Des batteries qui montent à 70°C : pourquoi la technologie révolutionnaire de BYD fait peur (à tort)

 
En Chine, un blogueur accuse la charge Flash Charging de BYD d’être nocive pour les batteries des voitures électriques. La firme se défend, et elle ne manque pas d’arguments.
Denza Z9GT sur borne Flash Charging // Source : Jean-Baptiste Passieux – Frandroid

Au fil des années, la recharge des voitures électriques s’est très fortement améliorée. Et désormais, il est possible de repartir avec une batterie pleine en à peine plus de 20 minutes. Mais les innovations se poursuivent, et un constructeur a frappé particulièrement fort. Il s’agit de BYD, qui a récemment dévoilé sa charge ultra-rapide Flash Charging. Ainsi, ces bornes sont capables de délivrer jusqu’à 1 500 kW. De quoi passer de 10 à 70 % en 5 minutes, et d’atteindre 97 % en 9 minutes.
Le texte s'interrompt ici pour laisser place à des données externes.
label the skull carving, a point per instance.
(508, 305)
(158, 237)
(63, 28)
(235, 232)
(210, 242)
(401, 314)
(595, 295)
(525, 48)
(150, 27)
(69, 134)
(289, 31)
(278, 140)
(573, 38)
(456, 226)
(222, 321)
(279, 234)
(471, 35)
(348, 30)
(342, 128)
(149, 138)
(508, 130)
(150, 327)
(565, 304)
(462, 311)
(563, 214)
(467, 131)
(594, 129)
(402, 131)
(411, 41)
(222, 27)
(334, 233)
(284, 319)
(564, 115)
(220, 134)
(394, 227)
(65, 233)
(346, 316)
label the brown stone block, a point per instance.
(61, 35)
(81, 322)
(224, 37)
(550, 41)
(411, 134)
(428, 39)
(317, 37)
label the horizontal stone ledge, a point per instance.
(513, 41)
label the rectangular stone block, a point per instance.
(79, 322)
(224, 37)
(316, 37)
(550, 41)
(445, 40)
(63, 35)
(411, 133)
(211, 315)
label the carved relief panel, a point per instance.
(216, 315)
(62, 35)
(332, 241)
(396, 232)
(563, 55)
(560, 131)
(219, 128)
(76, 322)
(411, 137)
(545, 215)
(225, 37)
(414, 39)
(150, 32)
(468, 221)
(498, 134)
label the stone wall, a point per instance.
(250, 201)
Nous avons d’ailleurs pu le voir de nos propres yeux lors de notre essai de la Denza Z9 GT, premier modèle en Europe à en bénéficier. Sur le papier, cette technologie pourrait révolutionner la recharge. Mais selon un blogueur chinois, elle serait également nocive pour la batterie, en raison d’une trop forte montée en température. Mais est-ce réellement le cas ? Pas forcément. Et voilà que la firme basée à Shenzhen répond à ces accusations. Sun Huajun, directeur technique de la branche batteries de BYD, est monté au créneau pour défendre la technologie.

Pour rappel, l’accusation initiale du blogueur s’appuyait sur une mesure : pendant un cycle de charge Flash, la température des cellules aurait atteint 70 °C, un seuil considéré pendant longtemps comme la zone rouge pour les batteries LFP. C’est exactement ce point que Sun Huajun cherche à désamorcer en parlant de « frontière cognitive du passé ».

Denza Z9GT sur une station Flash Charging // Source : Jean-Baptiste Passieux – Frandroid

Cité par le site 36Kr, ce dernier déclare que la température élevée n’est en réalité pas un problème. Car cela « ne signifie pas qu’elle entraînera nécessairement des dommages structurels ou des risques pour la sécurité des batteries LFP (lithium – fer – phosphate). » Certes, 70 °C était auparavant considéré comme une limite dangereuse. Or, ce n’est plus le cas sur les nouvelles batteries, dont la Blade 2.0. Et ce grâce aux progrès réalisés sur les matériaux et le refroidissement.

Des tests très sévères

Par ailleurs, Sun Huajun rappelle que BYD « a mené une validation continue à long terme, comprenant 1 000 cycles de charge flash complets. » Et ce alors que le constructeur chinois emploie actuellement plus de 100 000 ingénieurs. Il rappelle que « nous avons effectué un nombre considérable de tests de cycle et de fiabilité avant de transformer cette technologie en une technologie pouvant être installée à grande échelle dans les véhicules ». Par ailleurs, la limite de température n’a cessé d’être revue à la hausse.

Reste un point que BYD ne tranche pas : ces 1 000 cycles de validation, c’est en interne, dans les conditions du constructeur. Aucun organisme indépendant n’a publié à ce jour de mesure sur la dégradation réelle de la Blade 2.0 après plusieurs centaines de charges Flash en usage client. On en saura davantage quand les premières Denza Z9 GT européennes auront quelques dizaines de milliers de kilomètres au compteur.

Le scientifique rappelle qu’il y a quelques années, elle était fixée à 60 degrés seulement. Il souligne également que les entreprises capables de proposer une charge sous les 10 minutes sont encore rares. Car seulement celles « possédant une solide expérience en recherche électrochimique et en ingénierie des systèmes » en sont capables. Des déclarations qui devraient rassurer, d’autant plus qu’on rappelle que la Chine a mis en place une réglementation très stricte sur les batteries. Et ce afin de réduire considérablement le risque d’incendie.

Batterie BYD Blade // Source : BYD

Par ailleurs, un groupe de blogueurs a décidé de mettre la batterie Blade 2.0 à l’épreuve en la malmenant. Résultat, aucune flamme ni fumée n’a été détectée. Preuve de la résistance de la technologie du constructeur, qui mise uniquement sur le LFP. Et ce car cette chimie est justement réputée pour sa grande fiabilité, et sa résistance à la chaleur. Le constructeur est d’ailleurs si confiant qu’il garantit désormais son accumulateur à vie en Chine, sous certaines conditions toutefois.